Toward Understanding the Catalytic Mechanism of Human Paraoxonase 1: Site-Specific Mutagenesis at Position 192

Human paraoxonase 1 (h-PON1) is a serum enzyme that can hydrolyze a variety of substrates. The enzyme exhibits anti-inflammatory, anti-oxidative, anti-atherogenic, anti-diabetic, anti-microbial and organophosphate-hydrolyzing activities. Thus, h-PON1 is a strong candidate for the development of therapeutic intervention against a variety conditions in human. However, the crystal structure of h-PON1 is not solved and the molecular details of how the enzyme hydrolyzes different substrates are not clear yet. Understanding the catalytic mechanism(s) of h-PON1 is important in developing the enzyme for therapeutic use. Literature suggests that R/Q polymorphism at position 192 in h-PON1 dramatically modulates the substrate specificity of the enzyme. In order to understand the role of the amino acid residue at position 192 of h-PON1 in its various hydrolytic activities, site-specific mutagenesis at position 192 was done in this study.
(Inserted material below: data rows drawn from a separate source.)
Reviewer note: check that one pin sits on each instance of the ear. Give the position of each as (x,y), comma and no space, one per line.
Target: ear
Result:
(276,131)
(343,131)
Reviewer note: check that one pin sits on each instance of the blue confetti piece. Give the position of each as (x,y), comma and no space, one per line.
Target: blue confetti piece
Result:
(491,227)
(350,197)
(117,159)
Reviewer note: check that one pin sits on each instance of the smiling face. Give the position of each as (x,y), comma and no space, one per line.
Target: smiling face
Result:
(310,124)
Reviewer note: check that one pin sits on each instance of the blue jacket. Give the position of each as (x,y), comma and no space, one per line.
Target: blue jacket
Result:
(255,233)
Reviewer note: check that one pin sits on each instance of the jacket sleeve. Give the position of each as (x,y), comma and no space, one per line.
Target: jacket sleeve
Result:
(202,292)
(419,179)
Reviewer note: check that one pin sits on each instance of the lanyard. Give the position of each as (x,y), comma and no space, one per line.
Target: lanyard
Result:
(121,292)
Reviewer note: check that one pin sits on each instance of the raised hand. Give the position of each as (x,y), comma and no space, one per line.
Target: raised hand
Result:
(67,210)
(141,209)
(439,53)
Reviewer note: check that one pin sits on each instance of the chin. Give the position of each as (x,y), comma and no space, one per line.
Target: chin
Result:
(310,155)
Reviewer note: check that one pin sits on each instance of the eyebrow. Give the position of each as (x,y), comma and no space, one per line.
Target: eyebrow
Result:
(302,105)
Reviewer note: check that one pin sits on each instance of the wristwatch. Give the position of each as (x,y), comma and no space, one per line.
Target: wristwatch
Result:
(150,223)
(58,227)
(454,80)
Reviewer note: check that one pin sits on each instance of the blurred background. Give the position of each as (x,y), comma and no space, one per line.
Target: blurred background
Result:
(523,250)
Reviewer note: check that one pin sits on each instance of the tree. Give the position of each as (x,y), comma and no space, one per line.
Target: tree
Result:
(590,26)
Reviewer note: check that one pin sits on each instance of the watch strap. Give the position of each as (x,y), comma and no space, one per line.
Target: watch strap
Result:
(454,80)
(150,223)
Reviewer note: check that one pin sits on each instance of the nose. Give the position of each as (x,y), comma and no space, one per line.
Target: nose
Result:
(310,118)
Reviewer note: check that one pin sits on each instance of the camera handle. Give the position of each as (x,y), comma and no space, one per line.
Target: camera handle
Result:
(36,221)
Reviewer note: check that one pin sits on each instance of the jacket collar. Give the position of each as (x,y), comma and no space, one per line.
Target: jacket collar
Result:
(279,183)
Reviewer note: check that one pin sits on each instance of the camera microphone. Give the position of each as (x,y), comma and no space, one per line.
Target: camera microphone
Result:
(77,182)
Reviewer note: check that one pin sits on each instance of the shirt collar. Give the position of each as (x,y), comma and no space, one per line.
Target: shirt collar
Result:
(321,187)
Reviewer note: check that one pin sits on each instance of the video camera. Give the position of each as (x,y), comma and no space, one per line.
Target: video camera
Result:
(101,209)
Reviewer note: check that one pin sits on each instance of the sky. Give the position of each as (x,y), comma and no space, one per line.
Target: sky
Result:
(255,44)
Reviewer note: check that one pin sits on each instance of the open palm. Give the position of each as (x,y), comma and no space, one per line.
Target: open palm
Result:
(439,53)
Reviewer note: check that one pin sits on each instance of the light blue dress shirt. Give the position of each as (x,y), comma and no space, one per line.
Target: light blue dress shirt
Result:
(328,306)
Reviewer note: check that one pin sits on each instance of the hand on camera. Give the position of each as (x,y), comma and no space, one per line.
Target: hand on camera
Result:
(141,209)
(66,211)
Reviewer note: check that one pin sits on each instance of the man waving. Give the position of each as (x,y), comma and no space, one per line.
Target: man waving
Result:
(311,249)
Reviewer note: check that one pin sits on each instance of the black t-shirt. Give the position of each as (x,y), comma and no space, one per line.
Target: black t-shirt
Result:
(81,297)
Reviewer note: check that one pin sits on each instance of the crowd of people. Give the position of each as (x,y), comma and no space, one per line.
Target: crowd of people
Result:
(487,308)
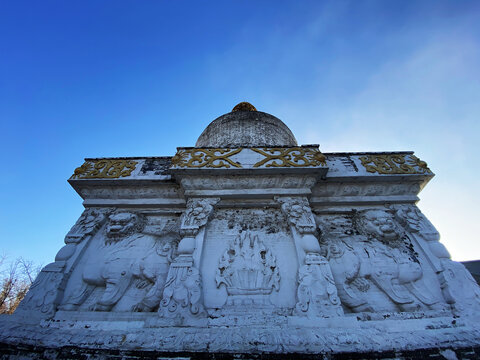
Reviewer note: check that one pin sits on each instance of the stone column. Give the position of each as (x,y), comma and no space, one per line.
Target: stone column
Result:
(316,292)
(182,295)
(459,289)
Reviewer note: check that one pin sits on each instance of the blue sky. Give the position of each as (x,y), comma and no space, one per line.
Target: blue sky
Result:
(138,78)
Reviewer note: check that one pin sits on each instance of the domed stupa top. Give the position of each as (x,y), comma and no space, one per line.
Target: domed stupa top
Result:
(245,127)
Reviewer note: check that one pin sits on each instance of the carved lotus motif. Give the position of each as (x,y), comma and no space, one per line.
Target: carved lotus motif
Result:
(248,268)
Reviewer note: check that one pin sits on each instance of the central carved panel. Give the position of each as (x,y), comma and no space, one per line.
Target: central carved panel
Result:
(249,271)
(249,261)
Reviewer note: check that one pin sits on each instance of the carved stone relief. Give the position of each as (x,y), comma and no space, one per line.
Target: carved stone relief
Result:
(126,257)
(375,265)
(249,271)
(47,290)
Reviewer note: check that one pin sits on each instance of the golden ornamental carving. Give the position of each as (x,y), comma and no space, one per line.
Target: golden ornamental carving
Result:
(211,158)
(287,157)
(394,164)
(105,169)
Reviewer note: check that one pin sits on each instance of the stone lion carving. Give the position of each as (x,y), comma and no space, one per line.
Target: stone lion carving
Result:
(117,265)
(390,264)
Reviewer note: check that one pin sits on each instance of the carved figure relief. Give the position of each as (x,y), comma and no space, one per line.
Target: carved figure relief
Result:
(120,267)
(393,267)
(459,289)
(182,295)
(316,292)
(249,271)
(210,158)
(104,169)
(197,212)
(351,285)
(394,164)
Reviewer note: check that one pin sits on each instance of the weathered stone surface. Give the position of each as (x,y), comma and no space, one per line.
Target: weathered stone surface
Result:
(241,252)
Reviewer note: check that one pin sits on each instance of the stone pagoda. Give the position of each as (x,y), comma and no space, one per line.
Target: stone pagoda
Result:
(245,246)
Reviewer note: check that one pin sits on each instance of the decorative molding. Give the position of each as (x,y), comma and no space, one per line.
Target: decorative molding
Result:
(210,158)
(104,169)
(394,164)
(317,294)
(197,213)
(290,157)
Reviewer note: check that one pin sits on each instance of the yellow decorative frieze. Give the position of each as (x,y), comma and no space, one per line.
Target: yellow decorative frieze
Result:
(210,158)
(104,169)
(290,157)
(394,164)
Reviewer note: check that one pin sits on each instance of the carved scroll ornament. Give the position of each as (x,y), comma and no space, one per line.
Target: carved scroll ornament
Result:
(394,164)
(210,158)
(104,169)
(248,267)
(290,157)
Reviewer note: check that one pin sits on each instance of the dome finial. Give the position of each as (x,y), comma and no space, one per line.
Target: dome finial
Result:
(244,106)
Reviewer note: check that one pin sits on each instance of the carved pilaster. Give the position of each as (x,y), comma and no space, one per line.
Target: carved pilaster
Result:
(182,295)
(317,294)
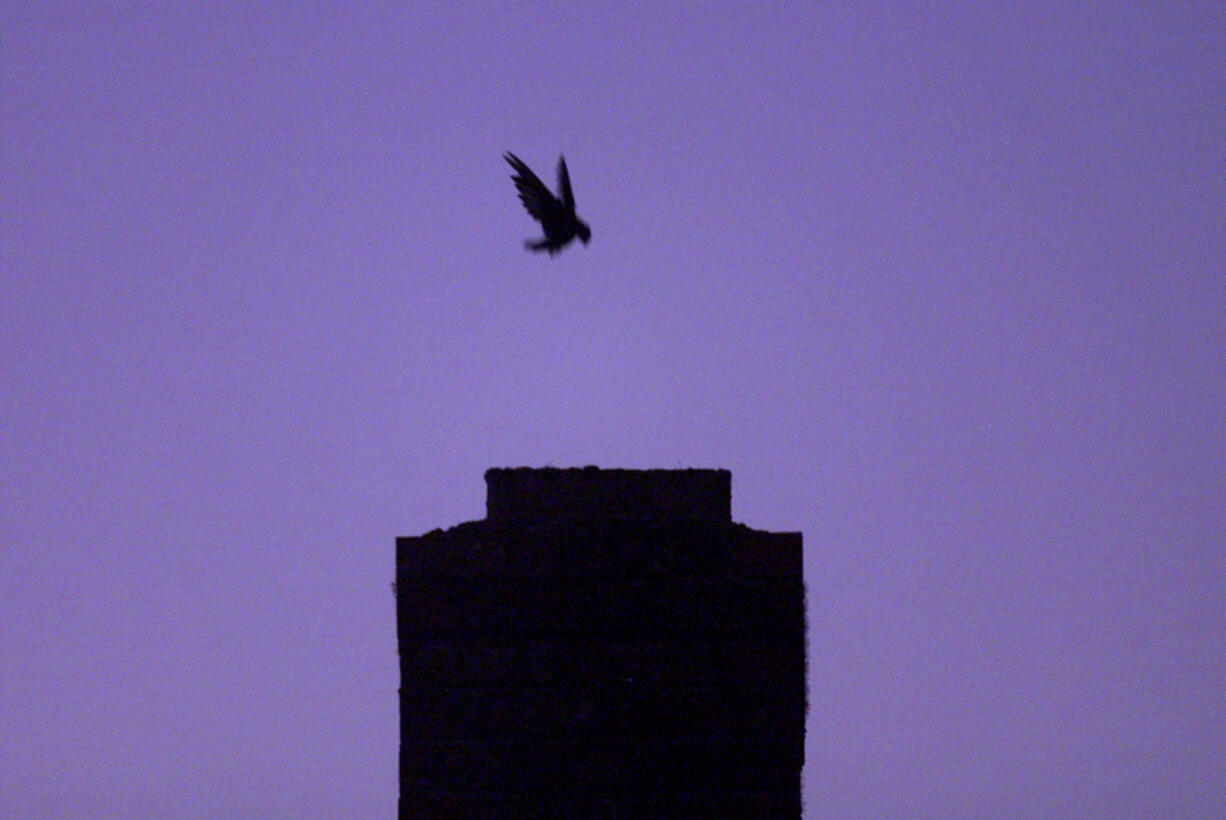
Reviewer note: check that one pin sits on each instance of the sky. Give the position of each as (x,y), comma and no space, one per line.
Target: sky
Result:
(943,284)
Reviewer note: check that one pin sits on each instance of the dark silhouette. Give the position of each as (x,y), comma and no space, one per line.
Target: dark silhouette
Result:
(557,216)
(605,644)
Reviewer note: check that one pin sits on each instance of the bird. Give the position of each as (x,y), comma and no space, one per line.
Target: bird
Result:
(557,216)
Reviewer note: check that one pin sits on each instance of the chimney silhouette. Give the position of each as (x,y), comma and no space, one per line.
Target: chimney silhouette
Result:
(605,644)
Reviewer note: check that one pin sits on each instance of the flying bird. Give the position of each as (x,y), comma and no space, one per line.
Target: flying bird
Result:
(557,216)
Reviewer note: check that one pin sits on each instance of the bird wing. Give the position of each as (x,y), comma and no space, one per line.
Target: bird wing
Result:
(568,196)
(537,199)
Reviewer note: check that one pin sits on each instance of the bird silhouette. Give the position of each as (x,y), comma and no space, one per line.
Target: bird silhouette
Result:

The mutant enzymes were produced using Escherichia coli expression system and their hydrolytic activities were compared against a panel of substrates. Molecular dynamics simulation studies were employed on selected recombinant h-PON1 (rh-PON1) mutants to understand the effect of amino acid substitutions at position 192 on the structural features of the active site of the enzyme. Our results suggest that, depending on the type of substrate, presence of a particular amino acid residue at position 192 differentially alters the micro-environment of the active site of the enzyme resulting in the engagement of different subsets of amino acid residues in the binding and the processing of substrates. The result advances our understanding of the catalytic mechanism of h-PON1.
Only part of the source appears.